Uzasadnione obawy

Mecz nie zostanie rozegrany w najlepszym czasie antenowym z uwagi na obniżkę boiskowej jakości w obu zdecydowanie najbogatszych polskich klubach. Pora spotkania, o godzinie 18 w sobotę, została wyznaczona tak, aby starająca się o sublicencję TVP mogła pomieścić relację w swojej ramówce. Prowadzone od grudnia rozmowy publicznego nadawcy z nc+ nie zostały jednak dotąd sfinalizowane. Zatem płatna stacja postanowiła, zapewne głównie w celach promocyjnych, ale także aby słupki oglądalności zgadzały się z zakładanymi, odkodować starcie, które w ostatnich latach przyciągało przed telewizory największą rzeszę polskich widzów. Mecz będzie transmitowany również canal+ 4K Ultra HD, w standardzie 4K. Studio zaplanowano już godzinę przed pierwszym gwizdkiem sędziego Tomasza Musiała z Krakowa.

Marki jak magnesy

Co ciekawe, fatalnie spisujący się w lutym gospodarze nie muszą martwić się frekwencję na stadionie. Już bowiem trzy dni przed meczem, gdy nabywców znalazło niemal 27 tysięcy kart wstępu – łącznie z karnetami – szacowano, że sprzedanych zostanie ponad 30 tysięcy biletów na sobotni hit. Pytania, które stawiano dotyczyły jedynie tego, kiedy dokładnie zostanie przekroczona wspomniana granica, i o ile. Prawda jest zresztą taka, że niezależnie od aury oraz ewidentnego dołka formy, nie ma obecnie w kraju marek, które mogłyby być dla kibiców większymi magnesami. Mamy przecież do czynienia z duetem, który w ostatniej dekadzie aż siedmiokrotnie sięgał po tytuł mistrzowski.

Sa Pinto może się oszukać

Szkoleniowiec Legii, Ricardo Sa Pinto, dotąd trzykrotnie mierzył się z Lechem. Jesienny mecz przy Łazienkowskiej nie miał wielkiej historii, został rozstrzygnięty już w 31. minucie po golu Dominika Nagy’a. Dwa wcześniejsze kontakty Portugalczyka z „Kolejorzem” w fazie grupowej Ligi Europy w 2015 roku, gdy krótko prowadził Belenenses, były jeszcze bardziej bezbarwne. Oba spotkania zakończyły się bowiem bezbramkowymi remisami, które nic żadnej z tych drużyn nie dały; awans do fazy pucharowej wywalczyły bowiem Fiorentina i FC Basel. Mimo wizyty na Bułgarskiej Sa Pinto nie do końca ma jednak wiedzę, na jakie przyjęcie może liczyć w Poznaniu w Legia. Podczas jego bytności z lizbończykami w Wielkopolsce trwał bowiem protest kibiców, których na trybuny pofatygowało się niespełna 8 tysięcy. Teraz powinno być zupełnie inaczej – znacznie bardziej energetycznie – ponieważ dla gospodarzy starcia z drużyną z Łazienkowskiej to od zawsze Derby Polski.

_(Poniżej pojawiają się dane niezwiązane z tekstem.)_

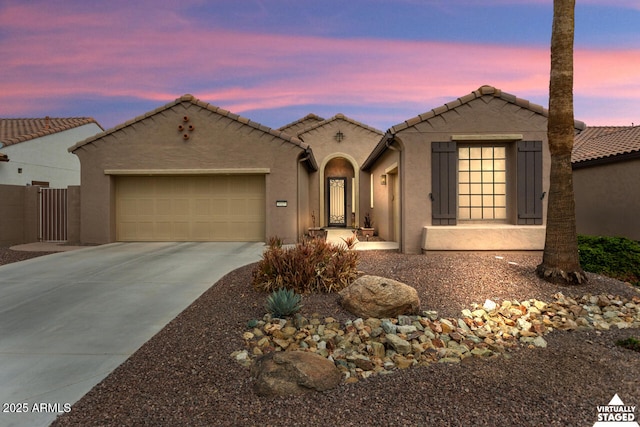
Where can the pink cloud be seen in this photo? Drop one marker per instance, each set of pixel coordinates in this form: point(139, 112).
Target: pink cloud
point(105, 53)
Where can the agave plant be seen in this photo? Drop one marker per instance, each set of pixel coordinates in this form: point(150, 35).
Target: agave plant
point(283, 302)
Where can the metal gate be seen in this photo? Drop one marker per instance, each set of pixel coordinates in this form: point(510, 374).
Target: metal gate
point(53, 215)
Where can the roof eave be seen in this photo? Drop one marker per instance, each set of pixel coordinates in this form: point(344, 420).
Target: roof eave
point(606, 160)
point(378, 151)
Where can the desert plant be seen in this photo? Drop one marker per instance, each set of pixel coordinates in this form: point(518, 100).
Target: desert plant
point(283, 303)
point(616, 257)
point(313, 265)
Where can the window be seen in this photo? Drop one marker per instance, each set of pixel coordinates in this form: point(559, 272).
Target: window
point(469, 182)
point(482, 183)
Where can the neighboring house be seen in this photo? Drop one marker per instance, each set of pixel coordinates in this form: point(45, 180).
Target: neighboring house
point(606, 177)
point(339, 192)
point(34, 151)
point(470, 175)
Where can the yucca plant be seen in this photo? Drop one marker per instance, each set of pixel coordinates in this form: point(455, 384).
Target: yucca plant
point(312, 265)
point(283, 303)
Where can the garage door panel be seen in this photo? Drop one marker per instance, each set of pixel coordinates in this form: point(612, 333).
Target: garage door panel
point(209, 208)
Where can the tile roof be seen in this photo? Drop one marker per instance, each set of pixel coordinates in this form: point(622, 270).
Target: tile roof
point(485, 90)
point(188, 98)
point(603, 142)
point(301, 124)
point(14, 131)
point(482, 91)
point(341, 116)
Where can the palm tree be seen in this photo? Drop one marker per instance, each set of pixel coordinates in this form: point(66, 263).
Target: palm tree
point(560, 261)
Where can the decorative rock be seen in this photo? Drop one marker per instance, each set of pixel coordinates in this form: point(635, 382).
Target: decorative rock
point(360, 348)
point(406, 329)
point(398, 344)
point(388, 327)
point(377, 349)
point(373, 296)
point(293, 372)
point(540, 342)
point(489, 305)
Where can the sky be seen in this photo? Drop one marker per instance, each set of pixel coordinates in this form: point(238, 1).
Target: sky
point(275, 61)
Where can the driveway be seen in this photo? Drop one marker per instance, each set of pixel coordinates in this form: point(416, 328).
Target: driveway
point(69, 319)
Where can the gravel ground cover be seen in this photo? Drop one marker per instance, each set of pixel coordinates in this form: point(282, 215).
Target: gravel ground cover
point(185, 375)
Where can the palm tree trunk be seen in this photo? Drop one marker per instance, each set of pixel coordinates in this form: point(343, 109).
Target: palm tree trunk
point(560, 261)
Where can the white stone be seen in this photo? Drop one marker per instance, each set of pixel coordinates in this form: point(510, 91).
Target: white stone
point(489, 305)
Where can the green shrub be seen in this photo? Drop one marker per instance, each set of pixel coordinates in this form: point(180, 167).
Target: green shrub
point(283, 303)
point(616, 257)
point(311, 266)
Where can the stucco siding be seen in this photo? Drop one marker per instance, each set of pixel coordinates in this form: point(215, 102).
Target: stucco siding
point(607, 202)
point(355, 145)
point(477, 121)
point(216, 144)
point(46, 159)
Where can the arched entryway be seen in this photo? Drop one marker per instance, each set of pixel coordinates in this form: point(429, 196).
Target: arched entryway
point(339, 198)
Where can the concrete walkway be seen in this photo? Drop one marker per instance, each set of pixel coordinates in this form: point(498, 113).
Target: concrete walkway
point(69, 319)
point(338, 236)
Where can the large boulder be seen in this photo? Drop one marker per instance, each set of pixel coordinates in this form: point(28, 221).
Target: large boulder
point(373, 296)
point(293, 372)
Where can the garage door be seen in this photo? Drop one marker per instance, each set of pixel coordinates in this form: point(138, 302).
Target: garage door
point(190, 208)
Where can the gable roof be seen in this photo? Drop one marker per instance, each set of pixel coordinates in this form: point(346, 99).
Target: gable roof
point(188, 98)
point(340, 116)
point(605, 143)
point(14, 131)
point(301, 124)
point(485, 90)
point(482, 91)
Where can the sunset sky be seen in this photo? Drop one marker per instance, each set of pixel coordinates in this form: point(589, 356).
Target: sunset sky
point(275, 61)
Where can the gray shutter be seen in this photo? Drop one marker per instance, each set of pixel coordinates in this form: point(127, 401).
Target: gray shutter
point(443, 183)
point(530, 182)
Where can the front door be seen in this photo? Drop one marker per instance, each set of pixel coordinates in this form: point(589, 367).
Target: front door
point(337, 202)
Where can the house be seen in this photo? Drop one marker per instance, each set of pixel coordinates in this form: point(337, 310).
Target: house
point(190, 171)
point(339, 191)
point(469, 175)
point(606, 173)
point(34, 151)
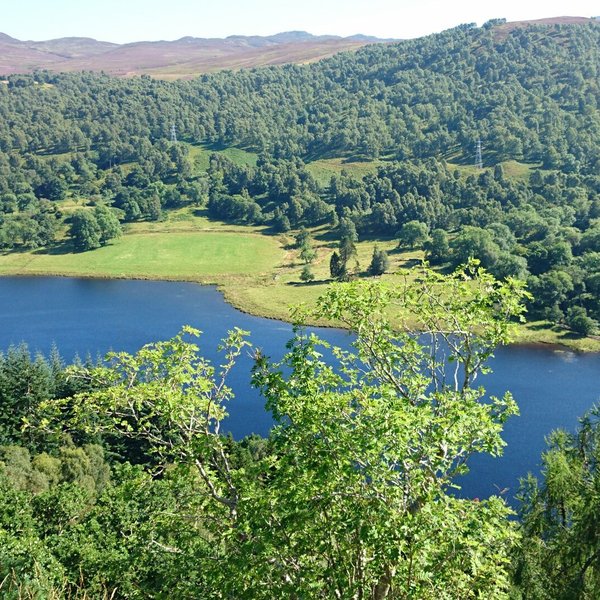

Ściągawki od Fornalika i Probierza

W poprzedniej kolejce zarówno Adam Nawałka jak i Ricardo Sa Pinto dostali ściągawki, jak można pokonać najbliższego przeciwnika. W rolę nauczyciela Portugalczyka wcielił się Waldemar Fornalik, którego Piast bezlitośnie obnażył wszelkie braki „Kolejorza”. Zwłaszcza w odbudowie formacji obronnej po stracie piłki, jak i asekuracji w bocznych sektorach boiska. Natomiast byłemu selekcjonerowi reprezentacji Polski sugestywnej wskazówki, gdzie należy szukać słabych punktów mistrza kraju udzielił Michał Probierz.

O ile jednak Cracovia zabiegała legionistów w minioną niedzielę przy Łazienkowskiej, o tyle trudno spodziewać się, że Lecha – który ewidentnie nie trafił z przygotowaniem fizycznym na początek tegorocznej części rywalizacji – w sobotę stać będzie na wykonanie większej pracy motorycznej od stołecznego rywala. Nawałka ma trudniejsze zadanie także z tego względu, że główny winowajca przegranej z „Pasami” Salvador Agra – jeśli decydować będą względy wyłącznie sportowe – długo nie powinien pojawić się w wyjściowym składzie Legii. Gdyż poziomem zupełnie (jeszcze?) nie pasuje do naszej ekstraklasy.

 

Na zdjęciu: Jesienią przy Łazienkowskiej Matus Putnocky nie znalazł sposobu na powstrzymanie Dominika Nagy’a. Jak będzie w sobotę w Poznaniu?